Szkolna Gazeta Internetowa Liceum Ogolnoksztalcacego im. Mikolaja Kopernika w Tarnobrzegu

A czym tak w ogóle jest kłamstwo?   

Dodano 2005-01-17, w dziale felietony - archiwum

Kłamstwa wkradają się do nas zazwyczaj pod wpływem impulsu. Czasami sami zapraszamy je do swojego życia. Zdarza się nawet, że w brutalny sposób zaciągamy je do każdego możliwego zakamarka. Kłamiemy za często i przychodzi nam to zbyt lekko, często pomijamy przy tym wszelkie wyrzuty sumienia, które zawsze jakoś tam można uciszyć. Potępiamy fałszywych polityków i oszustów łudząc się, że nasze „małe kłamstewka” nie świadczą o zepsuciu moralnym.

Tymczasem rzeczywistość przedstawia nam inny, bardziej drastyczny obraz. Mowa tu o ówczesnych sobowtórach Pinokia - długonosych, z krótkimi nogami, których liczba dochodzi do 6,5 miliardów. Nie łudź się, Drogi Czytelniku, że Ciebie ten problem nie dotyczy - lepiej przypomnij sobie kiedy ostatnio ubarwiłeś świat swoją fantazją.

Kłamstwa wkradają się do nas zazwyczaj pod wpływem impulsu. Czasami sami zapraszamy je do swojego życia. Zdarza się nawet, że w brutalny sposób zaciągamy je do każdego możliwego zakamarka. Kłamiemy za często i przychodzi nam to zbyt lekko, często pomijamy przy tym wszelkie wyrzuty sumienia, które zawsze jakoś tam można uciszyć. Potępiamy fałszywych polityków i oszustów łudząc się, że nasze „małe kłamstewka” nie świadczą o zepsuciu moralnym.

Zacznijmy od powodów, które motywują człowieka do oszustwa. Niewątpliwie jest ich tyle, ile gwiazd na niebie, więc wymienienie wszystkich jest niemożliwe. Pomimo tego, niektóre są na tyle znane i powszechne, że stają się uniwersalnym argumentem. Na pytanie: „dlaczego / kiedy kłamiesz ?” uzyskałam następujące odpowiedzi:

- Kiedy nie mogę powiedzieć prawdy (obietnica, niespodzianka).
- Kiedy mnie to bawi.
- Kiedy mi się nudzi.
- Kiedy chcę uzyskać coś dla siebie.
- Kiedy boję się odpowiedzialności.
- Kiedy wychodzi mi to na korzyść.
- Kiedy nie widzę innego rozwiązania.
- Kiedy nie chcę kogoś skrzywdzić.
- Kiedy czuję się oszukany.
- By urozmaicić codzienność.
- By uniknąć ośmieszenia.

Jak widać powyższe powody są różne, jedne bardziej zrozumiałe, inne zdecydowanie mniej. Ostatnio zetknęłam się z porównaniem kłamstw do nowotworu, który prędzej czy później rozwija się i atakuje. Z drugiej strony „nadszedł” kontratak w postaci stwierdzenia, iż prawda nie zawsze jest dobra ani kłamstwo złe, bo wszystko zależy od układu sił.

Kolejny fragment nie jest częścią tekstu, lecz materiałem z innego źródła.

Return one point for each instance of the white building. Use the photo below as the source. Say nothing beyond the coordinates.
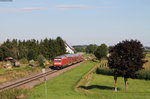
(69, 49)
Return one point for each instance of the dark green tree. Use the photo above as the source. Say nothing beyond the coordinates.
(101, 51)
(126, 58)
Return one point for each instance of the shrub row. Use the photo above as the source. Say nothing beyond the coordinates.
(141, 74)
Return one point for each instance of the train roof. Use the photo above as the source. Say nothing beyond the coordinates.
(69, 55)
(62, 57)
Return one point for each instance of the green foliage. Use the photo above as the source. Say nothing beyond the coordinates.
(101, 51)
(91, 48)
(126, 58)
(41, 59)
(30, 49)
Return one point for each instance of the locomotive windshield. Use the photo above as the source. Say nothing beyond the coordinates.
(57, 60)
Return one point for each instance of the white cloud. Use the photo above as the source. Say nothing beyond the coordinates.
(78, 6)
(20, 9)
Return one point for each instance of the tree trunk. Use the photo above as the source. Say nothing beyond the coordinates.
(126, 83)
(115, 78)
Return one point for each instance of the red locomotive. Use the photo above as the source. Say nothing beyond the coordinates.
(66, 60)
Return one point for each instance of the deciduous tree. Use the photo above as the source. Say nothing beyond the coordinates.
(126, 58)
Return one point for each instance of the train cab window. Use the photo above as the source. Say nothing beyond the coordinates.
(57, 60)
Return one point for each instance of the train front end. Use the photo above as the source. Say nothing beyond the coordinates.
(59, 62)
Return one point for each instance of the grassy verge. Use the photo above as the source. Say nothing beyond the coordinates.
(16, 73)
(62, 87)
(102, 86)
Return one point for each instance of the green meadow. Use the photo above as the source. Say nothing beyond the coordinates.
(98, 87)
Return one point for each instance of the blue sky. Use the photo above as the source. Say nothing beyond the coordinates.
(76, 21)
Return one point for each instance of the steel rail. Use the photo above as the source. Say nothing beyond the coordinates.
(26, 80)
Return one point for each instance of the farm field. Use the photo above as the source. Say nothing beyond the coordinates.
(101, 87)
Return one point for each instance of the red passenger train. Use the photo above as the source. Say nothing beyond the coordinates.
(66, 60)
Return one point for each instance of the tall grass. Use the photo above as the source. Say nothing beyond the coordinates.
(13, 93)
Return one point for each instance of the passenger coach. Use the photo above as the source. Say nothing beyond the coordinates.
(66, 60)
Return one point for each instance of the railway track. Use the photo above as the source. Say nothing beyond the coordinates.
(41, 77)
(26, 80)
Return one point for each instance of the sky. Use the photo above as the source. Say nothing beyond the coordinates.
(78, 22)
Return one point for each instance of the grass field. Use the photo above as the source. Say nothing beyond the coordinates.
(147, 65)
(100, 87)
(62, 87)
(148, 54)
(103, 86)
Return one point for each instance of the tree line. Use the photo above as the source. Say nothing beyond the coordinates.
(31, 49)
(99, 51)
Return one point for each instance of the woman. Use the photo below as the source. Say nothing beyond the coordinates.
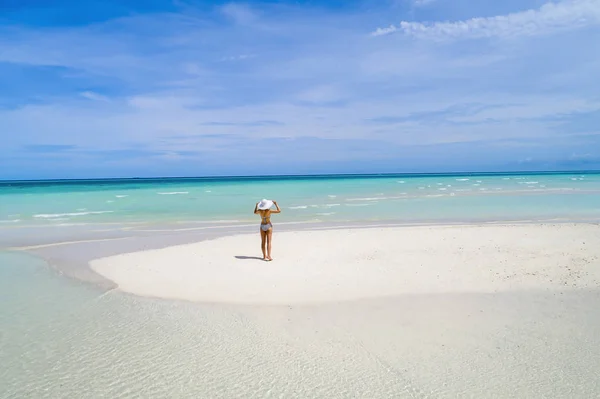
(263, 208)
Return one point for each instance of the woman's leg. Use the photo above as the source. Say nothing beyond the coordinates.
(263, 238)
(269, 239)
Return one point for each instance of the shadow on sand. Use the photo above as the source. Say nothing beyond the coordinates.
(248, 257)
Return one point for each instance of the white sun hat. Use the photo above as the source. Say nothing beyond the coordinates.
(265, 204)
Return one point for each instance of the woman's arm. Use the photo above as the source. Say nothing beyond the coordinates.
(278, 210)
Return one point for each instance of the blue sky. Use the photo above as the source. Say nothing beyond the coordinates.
(188, 88)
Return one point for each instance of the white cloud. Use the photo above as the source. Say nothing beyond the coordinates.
(569, 14)
(240, 13)
(90, 95)
(423, 3)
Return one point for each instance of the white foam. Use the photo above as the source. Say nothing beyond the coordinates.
(59, 215)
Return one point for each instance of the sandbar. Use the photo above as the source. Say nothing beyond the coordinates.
(365, 263)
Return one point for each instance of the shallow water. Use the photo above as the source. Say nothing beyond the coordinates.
(61, 338)
(135, 202)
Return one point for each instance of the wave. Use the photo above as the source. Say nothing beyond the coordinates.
(60, 215)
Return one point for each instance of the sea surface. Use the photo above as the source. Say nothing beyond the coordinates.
(484, 197)
(61, 338)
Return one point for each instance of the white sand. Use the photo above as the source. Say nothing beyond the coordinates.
(339, 265)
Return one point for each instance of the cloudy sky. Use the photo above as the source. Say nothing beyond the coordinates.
(107, 88)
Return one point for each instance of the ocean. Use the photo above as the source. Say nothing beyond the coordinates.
(409, 198)
(61, 337)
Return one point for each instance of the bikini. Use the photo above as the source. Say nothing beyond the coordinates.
(264, 226)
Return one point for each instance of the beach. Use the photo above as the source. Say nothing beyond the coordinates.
(149, 302)
(352, 264)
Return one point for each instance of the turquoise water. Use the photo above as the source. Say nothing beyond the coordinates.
(304, 198)
(62, 338)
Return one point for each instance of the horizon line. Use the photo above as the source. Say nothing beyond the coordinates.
(2, 181)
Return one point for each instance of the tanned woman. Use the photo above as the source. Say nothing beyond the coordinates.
(263, 209)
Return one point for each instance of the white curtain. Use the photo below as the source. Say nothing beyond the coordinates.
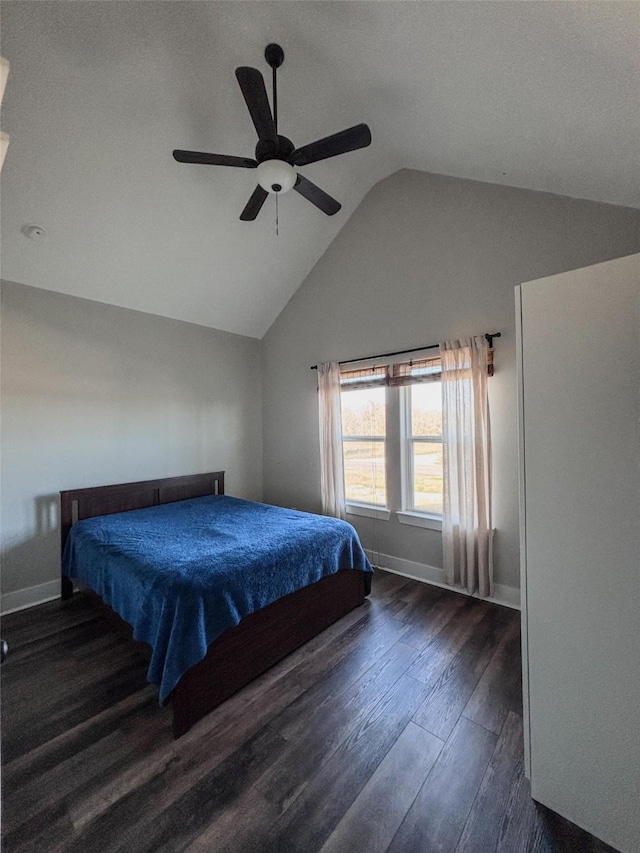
(331, 467)
(467, 532)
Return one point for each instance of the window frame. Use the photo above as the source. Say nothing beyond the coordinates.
(409, 513)
(365, 508)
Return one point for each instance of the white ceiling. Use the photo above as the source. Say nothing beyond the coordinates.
(543, 95)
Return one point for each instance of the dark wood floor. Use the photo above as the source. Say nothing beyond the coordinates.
(398, 729)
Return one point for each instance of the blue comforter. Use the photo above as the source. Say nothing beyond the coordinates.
(182, 573)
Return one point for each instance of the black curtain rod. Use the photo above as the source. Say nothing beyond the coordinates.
(489, 338)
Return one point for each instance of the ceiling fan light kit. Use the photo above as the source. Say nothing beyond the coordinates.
(276, 157)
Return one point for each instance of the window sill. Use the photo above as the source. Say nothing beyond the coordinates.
(419, 519)
(368, 511)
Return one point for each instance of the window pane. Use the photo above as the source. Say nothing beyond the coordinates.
(364, 472)
(426, 409)
(363, 412)
(427, 477)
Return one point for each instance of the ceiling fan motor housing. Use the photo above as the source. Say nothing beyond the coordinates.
(276, 176)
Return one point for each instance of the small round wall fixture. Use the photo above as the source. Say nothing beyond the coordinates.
(34, 232)
(276, 176)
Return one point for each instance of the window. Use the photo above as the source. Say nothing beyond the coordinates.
(422, 447)
(364, 443)
(406, 399)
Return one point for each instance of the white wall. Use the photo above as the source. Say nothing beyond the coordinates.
(424, 258)
(93, 394)
(581, 418)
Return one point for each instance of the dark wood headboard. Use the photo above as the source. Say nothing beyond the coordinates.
(77, 504)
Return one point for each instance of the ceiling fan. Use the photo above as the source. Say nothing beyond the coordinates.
(276, 157)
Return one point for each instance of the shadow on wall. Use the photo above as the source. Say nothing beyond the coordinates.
(24, 564)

Kłamstwo jest przeciwwagą prawdy. Krótko mówiąc - to fikcja, ale poznanie jego motywów ma z pewnością duże znaczenie w zrozumieniu działania osoby, która go używa. W tym celu klasyfikacja kłamstw do poszczególnych grup może okazać się niezwykle pomocna. Tak więc kłamstwa podzielić można na:

a) Kłamstwa manipulacyjne- to takie, które przynoszą korzyści osobie, która mija się z prawdą. Taki człowiek manipuluje słowem, by wkraść się w czyjąś łaskę, w celu osiągnięcia kontroli nad drugą osobą. Później pozostaje tylko czerpanie zysków. Często kłamiący próbuje wywołać w innych współczucie, litość, poczucie winy, bo wtedy łatwiej jest mu uzyskać wpływ na drugiego człowieka.
b) Kłamstwa destrukcyjne- nie przynoszą żadnych korzyści, ale szkodzą innym. Motywem może być chęć zemsty. Jedyne co może zyskać w takiej sytuacji osoba, która kłamie, to satysfakcja, poczucie mocy i chwilowej wyższości.
c) Kłamstwa egoistyczne - cel przewodni: podniesienie samooceny lub obrona własnego wizerunku. W końcu zaprezentowanie się w nieco lepszym świetle to droga do uznania i do uniknięcia dezaprobaty, bądź krytyki.
d) Kłamstwa żartobliwe- dają chwilowe poczucie władzy i wyższości. Wynikają przeważnie z niewiedzy okłamywanej osoby w danej sytuacji.
e) Kłamstwa altruistyczne- wypowiadane są po to, by ulżyć drugiej osobie, oszczędzić jej przykrości, uchronić od cierpienia. W pewnych sytuacjach człowiek staje przed trudną decyzją- waha się miedzy wyborem: prawdy, która może być zbyt bolesna; bądź kłamstwa, które jest tak samo ryzykowne. W takiej sytuacji często decyduje się on skłamać „dla dobra” rozmówcy.
f) Kłamstwa mimowolne- są nieprzemyślane, zazwyczaj człowiek zdaje sobie z nich sprawę dopiero po fakcie. Są to stwierdzenia dotyczące samopoczucia, drobne kłamstewka, które mają na celu zapewnienie pozytywnej autoprezentacji. Zalicza się do nich kłamstwa grzecznościowe, które wypowiada się wtedy, gdy nie chce się urazić drugiej osoby, bądź pogorszyć z nią kontakt. Kłamstwa te utrzymują się dzięki konformistycznej postawie. Człowiek często potwierdza poglądy drugiej osoby z potrzeby akceptacji, czy też braku umiejętności przekazywania własnych odczuć.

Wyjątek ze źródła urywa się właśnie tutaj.